Hospitals overhaul strategic sourcing as shortages of critical drugs increase  The healthcare industry has been one of the few sectors of the economy to undergo significant job growth over the past few years. The landmark healthcare act passed by the Obama Administration in 2010 effectively increased the demand for doctors and other healthcare professionals, by providing insurance for the millions of Americans without coverage.

However, as hospitals and other healthcare providers have worked to expand their payrolls and improve facilities, they have also been overhauling their spend management programs as they strive to achieve business cost reductions. With few hospitals in the U.S. serving as nonprofits, hospital administrators affirm they are feeling pressure to ensure strategic sourcing initiatives and other programs are running at an optimal efficiency level.

Under pressure to keep costs down, there are other forces conspiring against procurement consultants working with hospitals, according to a report from The Economist.

A new phenomenon has gripped the U.S. medical sector over the past few years, and it is increasingly concerning doctors treating patients who, in some cases, are suffering from serious illnesses. The U.S. has experienced a shortage of medications over the past 16 to 24 months, according to physicians, and the dearth of products is not merely affecting clinics located in remote areas.

In fact, doctors at some of the biggest academic hospitals in the country have been affected by the drug shortages, with physicians at Massachusetts General Hospital - one of the world's most prestigious - struggling to secure medications that have been around for more than a decade.

In 2004, the U.S. had a shortage of 58 drugs, but through the beginning of this year that figure has surged to 180, and analysts expect it could rise higher by the end of the year. In 2010, there were 178 medication shortages all year long.
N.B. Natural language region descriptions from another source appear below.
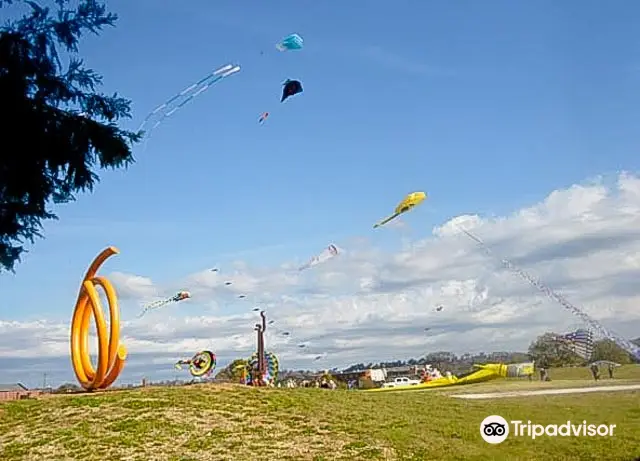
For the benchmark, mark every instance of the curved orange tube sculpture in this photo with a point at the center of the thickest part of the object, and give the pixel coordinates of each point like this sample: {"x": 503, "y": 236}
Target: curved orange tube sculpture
{"x": 111, "y": 354}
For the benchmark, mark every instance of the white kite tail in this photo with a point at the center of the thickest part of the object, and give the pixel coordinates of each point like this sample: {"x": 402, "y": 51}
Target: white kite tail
{"x": 174, "y": 103}
{"x": 601, "y": 330}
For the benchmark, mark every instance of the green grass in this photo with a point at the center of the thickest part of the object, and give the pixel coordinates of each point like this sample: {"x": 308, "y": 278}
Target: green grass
{"x": 208, "y": 422}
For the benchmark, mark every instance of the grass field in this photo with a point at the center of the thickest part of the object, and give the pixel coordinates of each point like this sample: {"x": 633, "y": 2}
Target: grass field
{"x": 209, "y": 422}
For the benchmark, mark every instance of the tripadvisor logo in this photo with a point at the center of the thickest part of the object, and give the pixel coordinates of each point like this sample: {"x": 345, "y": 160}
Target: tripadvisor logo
{"x": 495, "y": 429}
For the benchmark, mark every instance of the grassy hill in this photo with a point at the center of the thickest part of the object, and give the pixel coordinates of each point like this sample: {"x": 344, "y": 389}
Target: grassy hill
{"x": 228, "y": 422}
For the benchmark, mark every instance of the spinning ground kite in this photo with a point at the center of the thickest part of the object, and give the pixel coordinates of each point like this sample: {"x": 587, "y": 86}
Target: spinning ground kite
{"x": 170, "y": 106}
{"x": 290, "y": 43}
{"x": 201, "y": 364}
{"x": 330, "y": 252}
{"x": 290, "y": 88}
{"x": 593, "y": 325}
{"x": 179, "y": 296}
{"x": 409, "y": 202}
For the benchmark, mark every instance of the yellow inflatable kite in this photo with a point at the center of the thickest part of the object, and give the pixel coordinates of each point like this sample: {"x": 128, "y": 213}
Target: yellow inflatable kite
{"x": 409, "y": 202}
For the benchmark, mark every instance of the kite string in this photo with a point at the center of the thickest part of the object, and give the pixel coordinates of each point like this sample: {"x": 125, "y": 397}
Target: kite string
{"x": 622, "y": 342}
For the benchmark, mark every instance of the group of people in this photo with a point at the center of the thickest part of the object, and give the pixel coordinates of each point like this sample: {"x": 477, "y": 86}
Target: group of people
{"x": 323, "y": 383}
{"x": 595, "y": 371}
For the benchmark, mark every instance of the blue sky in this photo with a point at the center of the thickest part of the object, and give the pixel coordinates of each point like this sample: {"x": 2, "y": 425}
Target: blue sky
{"x": 486, "y": 106}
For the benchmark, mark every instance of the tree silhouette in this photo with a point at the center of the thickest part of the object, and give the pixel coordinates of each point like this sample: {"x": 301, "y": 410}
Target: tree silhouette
{"x": 56, "y": 129}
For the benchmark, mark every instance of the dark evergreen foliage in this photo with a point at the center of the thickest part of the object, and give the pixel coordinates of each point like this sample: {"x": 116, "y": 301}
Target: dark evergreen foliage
{"x": 56, "y": 129}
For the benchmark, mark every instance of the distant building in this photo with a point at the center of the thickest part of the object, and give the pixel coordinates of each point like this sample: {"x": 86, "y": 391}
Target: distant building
{"x": 16, "y": 392}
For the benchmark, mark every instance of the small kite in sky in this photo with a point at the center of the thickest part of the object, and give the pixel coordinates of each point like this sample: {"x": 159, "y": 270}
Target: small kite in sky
{"x": 290, "y": 43}
{"x": 290, "y": 88}
{"x": 409, "y": 202}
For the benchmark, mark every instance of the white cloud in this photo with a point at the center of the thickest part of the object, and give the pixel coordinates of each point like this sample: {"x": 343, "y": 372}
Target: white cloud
{"x": 368, "y": 305}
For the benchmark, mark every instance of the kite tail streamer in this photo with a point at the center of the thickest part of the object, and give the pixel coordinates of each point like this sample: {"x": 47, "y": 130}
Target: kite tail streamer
{"x": 186, "y": 95}
{"x": 604, "y": 332}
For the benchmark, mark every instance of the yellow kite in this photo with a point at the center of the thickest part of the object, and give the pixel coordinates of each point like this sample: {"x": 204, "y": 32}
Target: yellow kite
{"x": 409, "y": 202}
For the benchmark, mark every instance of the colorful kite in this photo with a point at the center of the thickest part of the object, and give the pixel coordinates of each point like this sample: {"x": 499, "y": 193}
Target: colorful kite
{"x": 201, "y": 364}
{"x": 179, "y": 296}
{"x": 290, "y": 43}
{"x": 409, "y": 202}
{"x": 171, "y": 105}
{"x": 330, "y": 252}
{"x": 290, "y": 88}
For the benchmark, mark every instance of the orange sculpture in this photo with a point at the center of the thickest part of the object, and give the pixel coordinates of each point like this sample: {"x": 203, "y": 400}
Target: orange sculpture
{"x": 111, "y": 354}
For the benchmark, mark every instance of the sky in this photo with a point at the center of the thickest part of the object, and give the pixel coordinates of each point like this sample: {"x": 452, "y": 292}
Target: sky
{"x": 519, "y": 120}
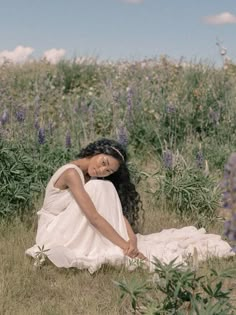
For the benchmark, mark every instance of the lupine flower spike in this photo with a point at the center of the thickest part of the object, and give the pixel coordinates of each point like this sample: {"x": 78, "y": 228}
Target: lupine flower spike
{"x": 200, "y": 157}
{"x": 229, "y": 198}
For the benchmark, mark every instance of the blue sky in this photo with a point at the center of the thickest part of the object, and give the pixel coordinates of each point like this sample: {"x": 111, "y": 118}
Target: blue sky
{"x": 117, "y": 29}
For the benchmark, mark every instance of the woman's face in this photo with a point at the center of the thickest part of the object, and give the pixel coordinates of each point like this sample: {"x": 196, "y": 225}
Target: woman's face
{"x": 102, "y": 165}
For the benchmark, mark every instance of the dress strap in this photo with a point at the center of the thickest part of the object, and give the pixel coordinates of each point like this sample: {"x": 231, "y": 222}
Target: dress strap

What worries industry analysts and doctors the most about the dearth of medications is they are used in the treatment of life-threatening illnesses, including colon and breast cancers, as well as leukemia and serious infections. Drugs like Doxil, a cancer drug made by Johnson & Johnson used to treat ovarian cancer, is one such drug that has been difficult for doctors to secure over the past year.

Johnson & Johnson spokeswoman Monica Neufang affirmed the drug shortage was prompted by problems a third-party vendor was having while manufacturing the medication, according to The New York Times.

"Our third party manufacturer has had some manufacturing issues related to capacity," she said.

In other instances, however, doctors have had little insight as to why medications have been unavailable, an exceedingly frustrating occurrence for physicians when they endeavor to explain to their patients why they will have to wait to receive potentially life-saving medicines.

Industry experts assert the vast majority of shortages are affecting medications that have been around for decades and are now sold in generic form. Other kinds of new medicines that cost significantly more have largely been spared during the recent spate of supply problems, according to The Boston Globe.

The Food and Drug Administration says that more than a dozen cancer drugs are now in short supply, leading many doctors to call on the government to begin stockpiling medications, or perhaps, to manufacture drugs itself.

"To not have these drugs available is unconscionable; we literally cannot treat cancers we know are not just treatable but curable," American Society of Clinical Oncology president Dr. Michael Link said.

Heather Bresch, the president of Mylan, a large generic drug maker, told The Times that shortages of critical medications are occurring as a result of the decades-long consolidation among generic drug makers. Such companies compete on price, she said, and have foreign plants that are not routinely inspected.

"The race to the bottom has led to an increase of products coming from plants in China and India that may have uncertain supply and may have never been inspected," Bresch contended. "If the F.D.A. was required to inspect foreign drug plants at the same rate it does domestic ones, we might not have so many of these shortages."

Senior government officials have held meetings over the past few weeks as they work to solve the emergent medications crisis, but doctors are growing increasingly frustrated and worried over the ever-growing number of medications they are having difficulty obtaining. With expensive new drugs easy to procure, many physicians contend the shortages are preventable, citing how quickly the problem emerged, and result from drug companies' lust for ever-greater profits.

"Agents that have true benefits in extending survival are becoming scarce. It makes no sense," Tufts Medical Center Cancer Center clinical director Dr. Jack Erban affirmed. "This is a completely new phenomenon that’s started happening in the last, I’d say, 12 to 24 months."